Acordam, em conferência, na Secção de Contencioso Tributário do STA:
A. .., LDA, com sede na Quinta de ..., Armazém ... -Camarate, interpôs para o TT de 1ª Instância de Lisboa, ao abrigo do artigo 80° do RGIT, recurso da decisão condenatória na coima de € 538,88, por infracção ao CIRC, proferida, em 06.VI.2002, pela Directora de Finanças Adjunta da 2ª Direcção de Finanças de Lisboa.

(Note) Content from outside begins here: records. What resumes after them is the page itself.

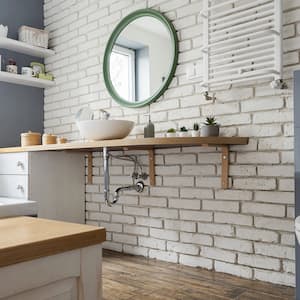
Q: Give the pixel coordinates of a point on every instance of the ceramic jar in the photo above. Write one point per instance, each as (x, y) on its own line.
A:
(49, 139)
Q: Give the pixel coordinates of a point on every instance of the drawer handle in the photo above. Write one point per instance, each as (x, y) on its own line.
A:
(20, 164)
(20, 188)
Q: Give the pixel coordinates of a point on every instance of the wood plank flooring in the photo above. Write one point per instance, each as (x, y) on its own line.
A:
(127, 277)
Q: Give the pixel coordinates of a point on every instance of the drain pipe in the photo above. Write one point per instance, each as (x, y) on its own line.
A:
(138, 187)
(106, 176)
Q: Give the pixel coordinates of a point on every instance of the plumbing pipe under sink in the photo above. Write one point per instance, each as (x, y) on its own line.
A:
(138, 187)
(10, 207)
(297, 229)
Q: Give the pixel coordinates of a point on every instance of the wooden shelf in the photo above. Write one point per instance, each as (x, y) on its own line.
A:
(21, 47)
(25, 80)
(134, 144)
(149, 144)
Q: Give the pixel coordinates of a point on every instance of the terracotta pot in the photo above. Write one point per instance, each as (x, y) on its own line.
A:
(210, 130)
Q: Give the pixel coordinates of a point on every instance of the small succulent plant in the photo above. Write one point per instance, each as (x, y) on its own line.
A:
(171, 130)
(211, 121)
(183, 129)
(196, 126)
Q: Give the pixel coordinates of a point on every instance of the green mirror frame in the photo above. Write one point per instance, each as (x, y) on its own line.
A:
(115, 34)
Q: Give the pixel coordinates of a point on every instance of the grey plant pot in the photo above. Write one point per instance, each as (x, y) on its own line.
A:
(210, 130)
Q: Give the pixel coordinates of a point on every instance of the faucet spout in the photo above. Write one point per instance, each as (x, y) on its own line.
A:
(104, 115)
(138, 187)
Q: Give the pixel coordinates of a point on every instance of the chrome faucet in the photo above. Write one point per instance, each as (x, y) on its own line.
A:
(104, 115)
(138, 187)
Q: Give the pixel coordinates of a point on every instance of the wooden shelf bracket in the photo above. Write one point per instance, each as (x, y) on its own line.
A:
(90, 167)
(151, 154)
(225, 166)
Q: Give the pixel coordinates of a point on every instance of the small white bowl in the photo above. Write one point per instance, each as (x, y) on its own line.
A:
(183, 133)
(104, 129)
(171, 134)
(195, 133)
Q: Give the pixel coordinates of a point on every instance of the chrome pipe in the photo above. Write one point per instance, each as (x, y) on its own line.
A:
(138, 187)
(106, 176)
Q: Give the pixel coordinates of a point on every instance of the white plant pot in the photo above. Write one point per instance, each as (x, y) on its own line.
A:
(195, 133)
(171, 134)
(183, 133)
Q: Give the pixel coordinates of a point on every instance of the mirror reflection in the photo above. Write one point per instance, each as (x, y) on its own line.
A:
(141, 59)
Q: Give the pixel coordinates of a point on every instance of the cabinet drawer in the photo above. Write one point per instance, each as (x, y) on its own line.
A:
(15, 186)
(14, 163)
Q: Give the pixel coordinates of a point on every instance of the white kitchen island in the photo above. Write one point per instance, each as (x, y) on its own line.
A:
(43, 259)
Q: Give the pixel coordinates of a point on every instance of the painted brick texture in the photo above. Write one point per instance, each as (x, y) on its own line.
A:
(186, 218)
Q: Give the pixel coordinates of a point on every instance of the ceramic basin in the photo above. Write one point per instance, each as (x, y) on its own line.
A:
(10, 207)
(104, 129)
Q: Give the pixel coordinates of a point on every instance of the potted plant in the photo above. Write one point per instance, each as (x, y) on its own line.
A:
(183, 132)
(210, 127)
(195, 131)
(171, 132)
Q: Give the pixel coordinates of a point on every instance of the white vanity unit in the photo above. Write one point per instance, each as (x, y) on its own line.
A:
(54, 180)
(49, 260)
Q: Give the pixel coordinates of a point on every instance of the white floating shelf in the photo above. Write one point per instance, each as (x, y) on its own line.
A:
(21, 47)
(25, 80)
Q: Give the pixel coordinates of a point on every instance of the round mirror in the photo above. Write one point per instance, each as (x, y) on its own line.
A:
(140, 58)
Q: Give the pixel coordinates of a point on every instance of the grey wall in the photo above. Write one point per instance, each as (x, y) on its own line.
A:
(297, 169)
(21, 107)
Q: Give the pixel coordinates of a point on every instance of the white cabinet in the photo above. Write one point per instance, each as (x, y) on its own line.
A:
(55, 180)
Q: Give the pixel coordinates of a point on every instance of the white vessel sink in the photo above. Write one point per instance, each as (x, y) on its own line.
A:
(104, 129)
(10, 207)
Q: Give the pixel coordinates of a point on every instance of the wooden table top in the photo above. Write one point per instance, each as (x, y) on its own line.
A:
(25, 238)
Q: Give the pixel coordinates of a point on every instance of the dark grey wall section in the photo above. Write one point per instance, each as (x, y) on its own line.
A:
(297, 169)
(21, 107)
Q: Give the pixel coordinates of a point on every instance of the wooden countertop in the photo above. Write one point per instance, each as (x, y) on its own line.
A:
(24, 238)
(134, 143)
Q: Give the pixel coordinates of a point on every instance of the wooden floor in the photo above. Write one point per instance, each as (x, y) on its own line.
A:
(136, 278)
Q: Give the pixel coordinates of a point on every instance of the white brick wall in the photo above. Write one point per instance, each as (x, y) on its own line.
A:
(187, 218)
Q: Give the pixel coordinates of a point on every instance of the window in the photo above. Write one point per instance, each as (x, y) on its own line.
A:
(122, 68)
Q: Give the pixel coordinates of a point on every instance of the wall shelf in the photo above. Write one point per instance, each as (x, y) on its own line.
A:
(25, 80)
(21, 47)
(149, 144)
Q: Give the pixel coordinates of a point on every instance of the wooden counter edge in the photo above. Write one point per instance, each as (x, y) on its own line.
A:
(35, 250)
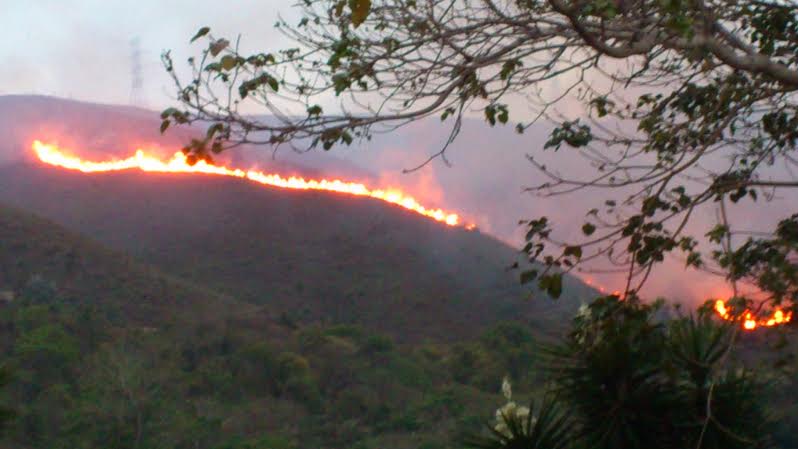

Notificada para efectuar o pagamento da taxa de justiça inicial, requereu "a revogação de tal notificação, por, em resumo, entender que o DL n.º 28/98, de 11/02, apenas prevê o pagamento de tal taxa, nos processos de contra-ordenação, nos recursos das decisões do Tribunal Tributário competente."
O Mmo Juiz de Direito do 5° Juízo do TT de 1ª Instância de Lisboa indeferiu tal requerimento.
Inconformada, interpôs tal sociedade recurso deste despacho para este STA, culminando a atinente alegação com as seguintes conclusões:
a) O art.º 16° do Regulamento das Custas dos Processos Tributários (RCPT) preceitua que os processos em que é devida taxa de justiça são os referidos no artigo anterior.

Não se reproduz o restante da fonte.